Mesh Refinement Investigation to Simulate Tip Vortex Cavitation under Non-Cavitating Conditions

Marine propeller design requirements have risen in quantity and quality in recent decades. Reduced propeller cavitation is targeted to ensure that comfort requirements and environmental regulations are met. This paper presents the development of a mesh refinement process for the numerical prediction of tip vortex cavitation (TVC) using the commercial CFD package STAR-CCM+. Given the strong dependence on the mesh resolution within the areas of interest, mesh refinement and the use of field functions for adaptive meshing were demonstrated. The developed numerical model was substantiated against relevant published test data. Subsequently, the validated mesh refinement process was extended to scaled-up models representing medium- and full-scale propellers.
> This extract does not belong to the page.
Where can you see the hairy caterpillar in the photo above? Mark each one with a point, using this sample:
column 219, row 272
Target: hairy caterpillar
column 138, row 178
The results showed that this process can be applied to CFD simulations to capture the minimum pressure within a tip vortex core. This process is also applicable to different types of hydrodynamic propulsors at both model scale and full scale. Additionally, the cavitation inception scaling law was evaluated for all small-scale and full-scale models, and it was found that the scaling parameter obtained using the developed refinement process was somewhat close to that obtained using existing methods. It is expected that the mesh refinement process developed in this study can be used to investigate the effect of scaling on tip vortex cavitation inception.